Icon: Optional, a quick visual cue

An Icon can be useful for quickly differentiating a NuGet package from others in a private repository on Visual studio. If you have an appropriate icon file feel free to include it, but it’s not necessary.

Note:  “iconURL” is deprecated so use “icon”

Package Metadata Properties to Avoid

✗Copyright: Ignore, not needed

Your packages will be private or published on a private repository, so they don’t need a copyright. If a project document doesn’t need “(C) Kramerica” on them, neither does a private NuGet package.

✗Licensing: Ignore, not needed

Similar to Copyright, your packages will be private and therefore don’t need a license file, licenseURL, or requiredLicenseAcceptance.

✗Project URL: Ignore, link to Internal Wiki

Following these guides, you will already include a link to the Wiki’s project page in the description, making this field redundant. If you think this field should be filled, use the same project page link in the description.

✗Tags: Ignore, worse than free-text search

Tags are a bad replacement for private use without a standardized system, especially compared to free-text searches. Creating tags and then maintaining their standards will also occupy a lot of time unnecessarily. 

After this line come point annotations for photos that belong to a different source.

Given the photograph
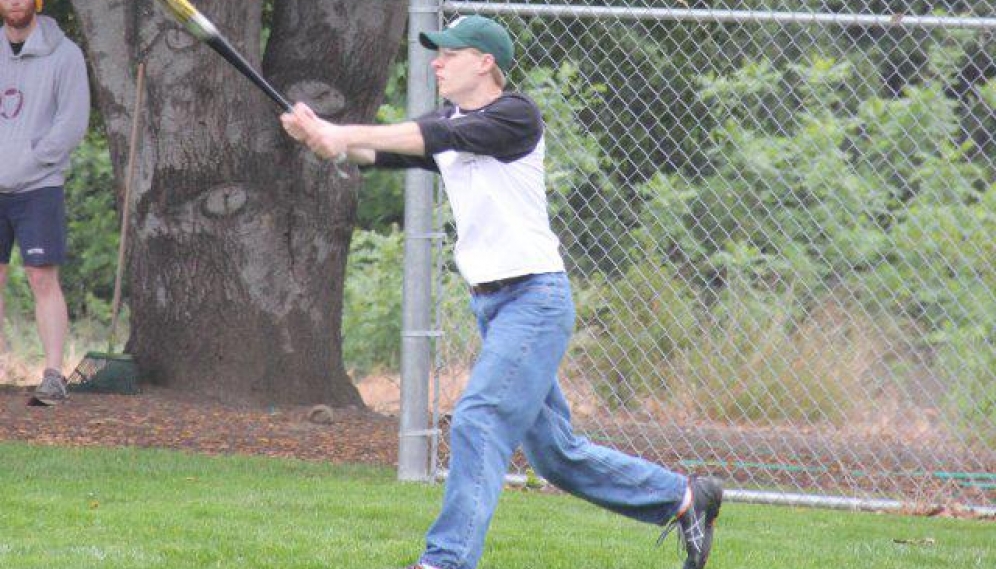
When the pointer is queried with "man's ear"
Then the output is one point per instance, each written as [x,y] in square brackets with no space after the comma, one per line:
[489,62]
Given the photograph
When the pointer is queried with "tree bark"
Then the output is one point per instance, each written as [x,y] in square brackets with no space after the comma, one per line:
[239,235]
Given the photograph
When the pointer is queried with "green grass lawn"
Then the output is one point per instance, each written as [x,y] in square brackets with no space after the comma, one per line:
[121,508]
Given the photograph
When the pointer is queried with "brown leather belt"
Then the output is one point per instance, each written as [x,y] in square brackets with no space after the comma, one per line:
[494,286]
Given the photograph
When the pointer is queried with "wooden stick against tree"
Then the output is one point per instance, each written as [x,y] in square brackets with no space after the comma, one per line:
[126,205]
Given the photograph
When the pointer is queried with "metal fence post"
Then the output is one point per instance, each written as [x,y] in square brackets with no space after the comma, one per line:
[414,432]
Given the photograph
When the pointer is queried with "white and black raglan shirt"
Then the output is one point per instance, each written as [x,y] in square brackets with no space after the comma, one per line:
[491,161]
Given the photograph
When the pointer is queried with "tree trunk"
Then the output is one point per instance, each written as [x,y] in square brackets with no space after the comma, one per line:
[239,235]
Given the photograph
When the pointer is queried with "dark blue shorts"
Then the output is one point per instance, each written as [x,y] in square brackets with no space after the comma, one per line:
[37,221]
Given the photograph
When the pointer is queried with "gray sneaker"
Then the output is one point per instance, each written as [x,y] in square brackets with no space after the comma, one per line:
[52,389]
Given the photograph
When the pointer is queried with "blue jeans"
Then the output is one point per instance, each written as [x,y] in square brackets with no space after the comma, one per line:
[513,398]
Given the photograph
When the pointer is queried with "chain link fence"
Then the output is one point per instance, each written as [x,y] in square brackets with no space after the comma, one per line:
[780,223]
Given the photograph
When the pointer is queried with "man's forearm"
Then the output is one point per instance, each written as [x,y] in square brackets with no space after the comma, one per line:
[401,138]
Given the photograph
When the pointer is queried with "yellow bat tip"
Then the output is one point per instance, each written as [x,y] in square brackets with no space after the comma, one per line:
[182,10]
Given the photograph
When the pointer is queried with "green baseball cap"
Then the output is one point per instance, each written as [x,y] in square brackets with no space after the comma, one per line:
[478,32]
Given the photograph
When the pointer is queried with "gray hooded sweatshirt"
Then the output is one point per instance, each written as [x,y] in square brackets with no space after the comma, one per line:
[44,108]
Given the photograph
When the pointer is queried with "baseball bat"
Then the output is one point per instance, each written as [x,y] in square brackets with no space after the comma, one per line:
[197,24]
[186,14]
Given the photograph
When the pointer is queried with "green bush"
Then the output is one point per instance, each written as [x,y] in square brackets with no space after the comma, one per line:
[371,319]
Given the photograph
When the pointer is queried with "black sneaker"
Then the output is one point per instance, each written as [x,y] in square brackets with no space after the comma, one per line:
[695,524]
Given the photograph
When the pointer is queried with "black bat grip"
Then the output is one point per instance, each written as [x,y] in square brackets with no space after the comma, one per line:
[225,49]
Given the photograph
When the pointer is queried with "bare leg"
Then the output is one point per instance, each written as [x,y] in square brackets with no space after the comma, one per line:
[51,313]
[3,286]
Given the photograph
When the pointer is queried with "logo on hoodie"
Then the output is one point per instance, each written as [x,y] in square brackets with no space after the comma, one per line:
[11,102]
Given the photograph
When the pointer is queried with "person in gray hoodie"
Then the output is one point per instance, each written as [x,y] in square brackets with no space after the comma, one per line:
[44,113]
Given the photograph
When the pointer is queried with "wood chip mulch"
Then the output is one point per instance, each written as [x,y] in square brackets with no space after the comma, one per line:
[161,418]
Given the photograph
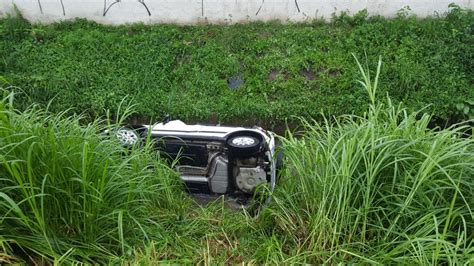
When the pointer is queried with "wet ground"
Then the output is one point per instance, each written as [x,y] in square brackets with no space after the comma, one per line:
[231,202]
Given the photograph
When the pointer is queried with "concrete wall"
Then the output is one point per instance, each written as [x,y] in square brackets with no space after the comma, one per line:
[214,11]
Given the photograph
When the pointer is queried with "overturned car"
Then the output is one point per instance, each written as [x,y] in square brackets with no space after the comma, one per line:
[212,159]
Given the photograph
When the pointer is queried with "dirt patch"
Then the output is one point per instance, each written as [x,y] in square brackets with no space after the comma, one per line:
[308,74]
[334,72]
[275,74]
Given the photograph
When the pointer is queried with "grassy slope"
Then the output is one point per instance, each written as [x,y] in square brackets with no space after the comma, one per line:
[183,71]
[382,188]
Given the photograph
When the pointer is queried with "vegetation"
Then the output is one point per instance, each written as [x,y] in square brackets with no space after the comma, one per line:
[377,188]
[288,70]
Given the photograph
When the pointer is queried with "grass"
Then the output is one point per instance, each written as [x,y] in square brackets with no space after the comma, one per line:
[379,188]
[69,193]
[289,70]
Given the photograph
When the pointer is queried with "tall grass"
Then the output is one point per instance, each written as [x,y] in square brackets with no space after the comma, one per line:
[69,193]
[382,188]
[379,188]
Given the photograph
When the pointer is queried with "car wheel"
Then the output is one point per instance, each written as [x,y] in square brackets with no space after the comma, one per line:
[127,136]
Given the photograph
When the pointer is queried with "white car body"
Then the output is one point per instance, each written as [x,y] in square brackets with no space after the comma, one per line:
[226,159]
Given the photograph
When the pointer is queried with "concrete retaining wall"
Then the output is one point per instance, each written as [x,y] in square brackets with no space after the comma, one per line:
[215,11]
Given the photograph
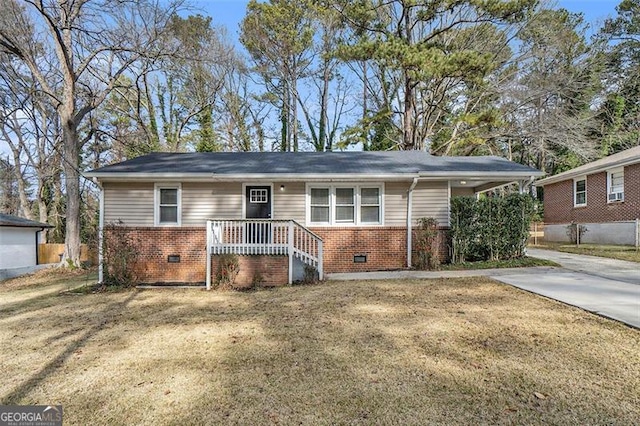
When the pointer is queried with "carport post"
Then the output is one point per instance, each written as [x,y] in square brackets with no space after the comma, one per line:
[209,241]
[290,247]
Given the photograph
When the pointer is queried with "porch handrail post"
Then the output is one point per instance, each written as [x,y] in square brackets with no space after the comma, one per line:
[290,251]
[320,261]
[209,242]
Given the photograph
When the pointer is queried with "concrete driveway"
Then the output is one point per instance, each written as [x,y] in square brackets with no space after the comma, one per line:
[608,287]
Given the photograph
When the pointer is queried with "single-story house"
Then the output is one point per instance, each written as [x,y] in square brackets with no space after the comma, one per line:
[19,240]
[333,211]
[603,197]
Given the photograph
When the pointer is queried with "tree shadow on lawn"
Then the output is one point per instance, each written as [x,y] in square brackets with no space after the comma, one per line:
[393,361]
[403,352]
[19,392]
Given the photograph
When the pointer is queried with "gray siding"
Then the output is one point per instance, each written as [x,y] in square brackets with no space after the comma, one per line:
[202,201]
[130,202]
[431,199]
[289,203]
[395,203]
[462,192]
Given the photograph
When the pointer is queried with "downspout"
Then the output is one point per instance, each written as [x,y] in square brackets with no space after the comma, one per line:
[409,220]
[100,232]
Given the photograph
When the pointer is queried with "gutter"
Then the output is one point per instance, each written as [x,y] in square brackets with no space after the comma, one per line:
[100,232]
[410,219]
[320,177]
[570,174]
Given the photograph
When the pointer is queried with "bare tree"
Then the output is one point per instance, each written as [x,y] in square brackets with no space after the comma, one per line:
[76,56]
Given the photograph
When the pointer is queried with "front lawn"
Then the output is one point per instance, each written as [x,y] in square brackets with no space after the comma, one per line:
[628,253]
[458,351]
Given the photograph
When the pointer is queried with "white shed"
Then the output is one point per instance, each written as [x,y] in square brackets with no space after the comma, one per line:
[19,239]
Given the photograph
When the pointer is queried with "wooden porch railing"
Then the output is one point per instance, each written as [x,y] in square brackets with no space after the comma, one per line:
[263,237]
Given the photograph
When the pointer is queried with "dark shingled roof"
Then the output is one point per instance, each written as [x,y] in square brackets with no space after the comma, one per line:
[374,163]
[15,221]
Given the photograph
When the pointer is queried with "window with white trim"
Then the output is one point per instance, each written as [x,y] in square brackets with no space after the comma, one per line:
[320,205]
[258,196]
[344,205]
[370,205]
[167,205]
[615,185]
[580,192]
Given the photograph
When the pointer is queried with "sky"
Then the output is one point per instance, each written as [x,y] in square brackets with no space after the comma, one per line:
[230,12]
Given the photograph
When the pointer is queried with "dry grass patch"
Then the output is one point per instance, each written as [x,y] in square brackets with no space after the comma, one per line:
[464,351]
[628,253]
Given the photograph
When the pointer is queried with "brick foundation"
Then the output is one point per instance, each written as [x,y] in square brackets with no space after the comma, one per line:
[558,200]
[385,248]
[262,270]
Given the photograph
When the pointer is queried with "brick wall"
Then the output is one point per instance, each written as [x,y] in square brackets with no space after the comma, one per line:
[385,248]
[273,270]
[154,245]
[558,200]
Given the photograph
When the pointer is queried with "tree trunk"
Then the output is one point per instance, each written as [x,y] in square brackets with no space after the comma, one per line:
[408,130]
[72,186]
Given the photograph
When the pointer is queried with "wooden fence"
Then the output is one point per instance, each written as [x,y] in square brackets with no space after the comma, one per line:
[52,253]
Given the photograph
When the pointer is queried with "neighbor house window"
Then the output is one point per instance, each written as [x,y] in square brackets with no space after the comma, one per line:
[344,205]
[580,192]
[320,205]
[615,185]
[167,205]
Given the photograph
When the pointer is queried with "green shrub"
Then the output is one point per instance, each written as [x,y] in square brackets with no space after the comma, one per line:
[228,268]
[119,256]
[425,253]
[491,228]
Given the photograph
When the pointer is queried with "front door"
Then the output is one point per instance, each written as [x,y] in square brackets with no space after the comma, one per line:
[258,206]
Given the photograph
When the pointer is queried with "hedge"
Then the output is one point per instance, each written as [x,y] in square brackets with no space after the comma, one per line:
[490,228]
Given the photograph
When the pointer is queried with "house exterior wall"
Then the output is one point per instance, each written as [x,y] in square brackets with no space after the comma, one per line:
[17,247]
[431,199]
[270,271]
[622,233]
[385,249]
[559,204]
[289,203]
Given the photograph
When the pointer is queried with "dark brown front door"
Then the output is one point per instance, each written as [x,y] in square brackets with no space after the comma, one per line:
[258,206]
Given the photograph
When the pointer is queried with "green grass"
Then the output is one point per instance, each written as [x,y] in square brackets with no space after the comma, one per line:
[446,351]
[513,263]
[627,253]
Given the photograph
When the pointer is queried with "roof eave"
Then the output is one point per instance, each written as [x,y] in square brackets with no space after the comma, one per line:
[122,177]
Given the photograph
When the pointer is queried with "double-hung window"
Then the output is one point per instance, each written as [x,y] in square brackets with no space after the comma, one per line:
[615,185]
[344,205]
[580,192]
[320,205]
[167,205]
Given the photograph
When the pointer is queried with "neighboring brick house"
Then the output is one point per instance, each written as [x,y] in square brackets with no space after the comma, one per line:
[603,197]
[19,239]
[335,211]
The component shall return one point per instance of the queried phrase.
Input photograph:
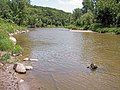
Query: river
(64, 56)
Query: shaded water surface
(63, 58)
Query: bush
(5, 57)
(95, 26)
(86, 27)
(17, 50)
(6, 44)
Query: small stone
(19, 68)
(26, 59)
(28, 67)
(33, 59)
(21, 81)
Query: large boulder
(13, 40)
(19, 68)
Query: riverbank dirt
(9, 79)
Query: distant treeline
(22, 13)
(96, 15)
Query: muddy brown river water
(64, 56)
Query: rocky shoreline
(9, 78)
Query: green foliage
(5, 44)
(77, 13)
(95, 26)
(87, 19)
(5, 57)
(17, 49)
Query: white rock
(30, 59)
(28, 67)
(21, 81)
(33, 59)
(26, 59)
(13, 40)
(20, 68)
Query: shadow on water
(64, 57)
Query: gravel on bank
(9, 79)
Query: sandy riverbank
(81, 31)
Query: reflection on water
(63, 58)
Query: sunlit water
(64, 57)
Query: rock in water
(28, 67)
(19, 68)
(92, 66)
(26, 59)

✗Release Notes: Ignore, redundant to Wiki

The Wiki’s project page should also link to issue trackers, give upgrade guidance, and other show release notes, making this field redundant to the description. 

In Visual Studio, some UI sections may display release notes instead of the description which can cause confusion, so it’s best to leave this field blank and rely on the description to do the heavy lifting.

✗Title: Ignore, not needed with ID

The title field is not shown in Visual Studio or on nuget.org. Generally, it’s not used for display purposes, so just use ID and leave this field blank.

✗ Summary: Ignore, redundant to the description

The summary field is deprecated and shouldn’t be used, plus it’s redundant to the description anyway. It has been replaced by the title, but as seen above it’s not needed either. Leave this field blank. 

✗Readme: Ignore, not needed with Wiki

Readmes are not where developers typically go for documentation. Guides for using a NuGet package should be included in the Wiki anyway, so a readme will be redundant. Be sure to hyperlink to internal, up-to-date documentation that would be considered readme worthy.

Standardizing Metadata Usage

Standardizing your usage of NuGet metadata will ultimately help everyone stay organized.
Keeping property usage to a minimum will make it easier for developers to create and contribute while avoiding headaches down the line.

Of course, there’s a lot more to NuGet in the Enterprise, and our upcoming guide will help guide you on everything from NuGet Package Versioning to CI/CD for NuGet packages.